Saint Jean, surnommé Chrysostome, c'est-à-dire Bouche d'Or, à cause de la force et de la beauté de son éloquence, naquit à Antioche, vers l'an 344. Veuve à vingt ans, sa mère, femme très remarquable, n'épargna rien pour lui donner une brillante éducation. Doué d'un génie supérieur, objet de l'admiration universelle, incliné au plaisir, Jean fut ramené à la réalité des choses et conquis à la perfection de l'Évangile, par l'amitié fidèle d'un jeune homme de son âge, qui fut saint Basile. Noble exemple de l'apostolat qu'un véritable ami peut exercer dans son entourage! L'amitié des deux jeunes gens ne fit que s'accroître par l'union désormais parfaite des pensées et des aspirations.

Devenu clerc de l'Église d'Antioche, Chrysostome renonce complètement aux vanités du siècle; il ne paraît qu'avec une tunique pauvre; la prière, la méditation, l'étude de l'Écriture Sainte, partagent son temps: il jeûne tous les jours et prend sur le plancher de sa chambre le peu de sommeil qu'il accorde à son corps, après de longues veilles. S'élevant par degré dans les fonctions ecclésiastiques, il devient l'oeil, le bras, la bouche de son évêque. Son éloquence est si grande que toute la ville accourt à ses premières prédications où il y avait souvent jusqu'à cent mille auditeurs et plus à l'entendre.

A trente ans, Chrysostome fuit, dans la vie monastique, l'épiscopat auquel, plus tard, il ne pourra échapper. C'est en 398, qu'il est emmené de force à Constantinople et sacré patriarche de la ville impériale. Son zèle, l'indépendance de son langage ne furent égalés que par sa charité; son éloquence séduisante, qui brillait alors de tout son éclat, attirait les foules autour de sa chaire; il ranimait la foi au coeur des fidèles et convertissait une multitude d'hérétiques et de païens. Jamais pasteur ne fut à ce point l'idole de son peuple; jamais pasteur ne souleva autour de lui un pareil mouvement chrétien: c'est que l'éloquence de l'orateur dévoilait le coeur d'un père, d'un apôtre et d'un saint.

Dieu permit que la croix vint achever en Chrysostome l'oeuvre de la perfection. Le courage invincible du Pontife, sa liberté à flétrir les désordres de la cour, lui valurent l'exil. En quittant Constantinople, il fit porter à l'impératrice cette fière réponse: "Chrysostome ne craint qu'une chose: ce n'est ni l'exil, ni la prison, ni la pauvreté, ni la mort, c'est le péché." Il mourut en exil, victime des mauvais traitements de ses ennemis. Bien qu'il ne porte pas le titre de martyr, il en a tout le mérite et toute la gloire.

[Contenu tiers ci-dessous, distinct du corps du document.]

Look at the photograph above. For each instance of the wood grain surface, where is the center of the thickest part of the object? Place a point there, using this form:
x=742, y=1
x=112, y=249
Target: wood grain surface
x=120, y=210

Saint Paul était l'objet de son admiration et de sa dévotion. Il a dit de lui cette belle parole: "Le coeur de Paul était le coeur du Christ."

Abbé L. Jaud, Vie des Saints pour tous les jours de l'année, Tours, Mame, 1950.



Les Églises font mémoire...

Catholiques d’occident : Angèle Merici, vierge (calendrier romain et ambrosien)

Coptes et Ethiopiens (18 tubah/terr) :Jacques de Nisibe (+338), évêque (Église copte)

Luthériens : Paavo Ruotsalainen (+1852), témoin de la foi en Finlande

Maronites : Paule de Rome (+404), ermite

Orthodoxes et gréco-catholiques : Translation des reliques de Jean Chrysostome (438) ; Sava Ier, lumière et premier archevêque des Serbes (Église serbe) ; Ninon, égale aux apôtres et lumière de la Géorgie (Église géorgienne)

Vieux catholiques : Grégoire de Nazianze (+389/390), évêque et docteur de l’Église.